Dores de crescimento fizeram-se sentir no início
Atlético - Salgueiros |
Na
ronda seguinte a tarefa do Salgueiros em apagar a má exibição da estreia era
uma missão quase impossível, ou não tivesse pela frente o campeão nacional em
título, o Benfica. Os lisboetas, orientados pelo antigo guarda-redes de
Académico do Porto e Boavista, Janos Biri, surgiram no Campo Augusto Leça, o
reduto dos salgueiristas, com uma linha de ataque de respeito, formada por
Julinho, Rogério Pipi e Alfredo Valadas. No entanto, e de acordo com a pena de
Tavares da Silva, o Benfica não esteve nos seus melhores dias nesta visita ao
Porto, jogando no aproveitamento do erro do adversário. Erros que ao que tudo indica
terão sido muitos para os encarnados do Norte. Para o consagrado jornalista, o Salgueiros voltou a mostrar
sinais de muita fragilidade, tendo a equipa sido sempre dominada pelos campeões
nacionais, que acabariam por vencer por claros 6-1. Contudo, apesar de
dominados, os portuenses quando atacavam conseguiam provocar algum
desentendimento entre a defesa benfiquista, uma nota que Tavares da Silva fez
sobressair na sua crónica e que considerou um aviso a ter em conta aos
lisboetas para quando defrontassem equipas que estivessem mais ao seu (alto)
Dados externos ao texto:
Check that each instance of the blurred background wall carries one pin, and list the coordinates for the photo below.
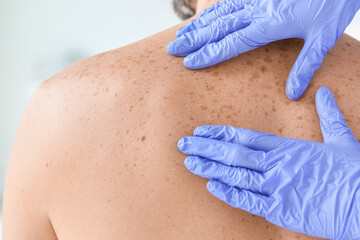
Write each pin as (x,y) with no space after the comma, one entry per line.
(38,38)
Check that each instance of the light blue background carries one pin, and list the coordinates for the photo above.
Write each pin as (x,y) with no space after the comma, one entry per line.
(38,38)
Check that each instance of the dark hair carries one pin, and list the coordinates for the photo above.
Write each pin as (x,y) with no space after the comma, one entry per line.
(183,9)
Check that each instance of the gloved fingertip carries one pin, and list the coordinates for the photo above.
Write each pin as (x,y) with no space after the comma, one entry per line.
(295,87)
(323,91)
(190,163)
(324,99)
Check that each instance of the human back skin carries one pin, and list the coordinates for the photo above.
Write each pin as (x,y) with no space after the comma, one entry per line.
(96,153)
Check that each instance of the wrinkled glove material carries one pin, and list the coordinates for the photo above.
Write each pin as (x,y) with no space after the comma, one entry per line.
(304,186)
(232,27)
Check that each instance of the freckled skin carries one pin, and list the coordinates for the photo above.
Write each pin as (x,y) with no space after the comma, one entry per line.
(81,171)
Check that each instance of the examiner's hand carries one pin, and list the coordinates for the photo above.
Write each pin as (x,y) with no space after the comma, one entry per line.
(307,187)
(232,27)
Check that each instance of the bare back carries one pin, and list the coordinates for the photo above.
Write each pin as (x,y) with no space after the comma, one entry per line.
(104,137)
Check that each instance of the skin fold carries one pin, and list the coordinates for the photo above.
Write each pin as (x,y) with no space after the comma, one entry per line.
(96,153)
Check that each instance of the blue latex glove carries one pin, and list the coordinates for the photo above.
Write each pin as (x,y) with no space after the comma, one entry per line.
(232,27)
(307,187)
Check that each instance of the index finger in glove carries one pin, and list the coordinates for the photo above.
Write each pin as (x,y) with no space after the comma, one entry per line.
(220,9)
(226,153)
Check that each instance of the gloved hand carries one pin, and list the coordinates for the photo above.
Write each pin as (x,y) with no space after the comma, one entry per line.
(232,27)
(307,187)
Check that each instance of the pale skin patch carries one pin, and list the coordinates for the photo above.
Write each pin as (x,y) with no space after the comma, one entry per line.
(121,171)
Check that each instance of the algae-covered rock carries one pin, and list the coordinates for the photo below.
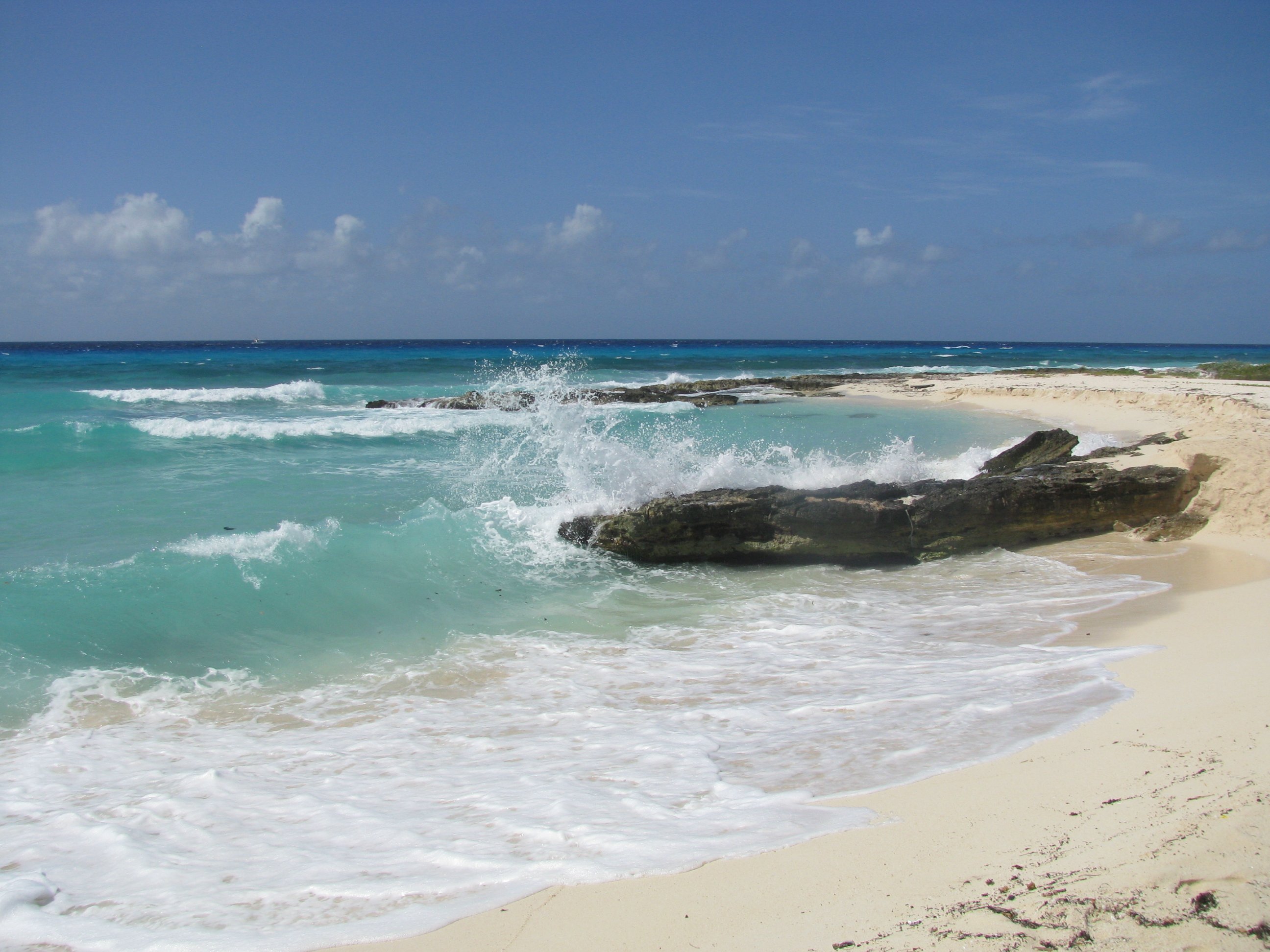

nível. Outra nota a realçar é o golo salgueirista, o primeiro na alta roda do
futebol nacional, tendo o seu autor sido o médio Viana, um nome que ficará
assim na história deste clube.
FC Porto - Salgueiros |
Estudantes testemunham uma vitória histórica!
Salgueiros - Académica |
Sporting - Salgueiros |
Salgueiros - Belenenses |
Salgueiros - Olhanense |
O
jogo seguinte mostrou, ainda que ao de leve, essa subida de forma, já que na receção ao Vitória
Sport Clube (de Guimarães) a turma portuense conquistou mais um ponto, fruto de
um empate a duas bolas. Sobre o jogo não há muitos relatos na
"Stadium", que ressalva apenas que o Salgueiros lutou com entusiasmo.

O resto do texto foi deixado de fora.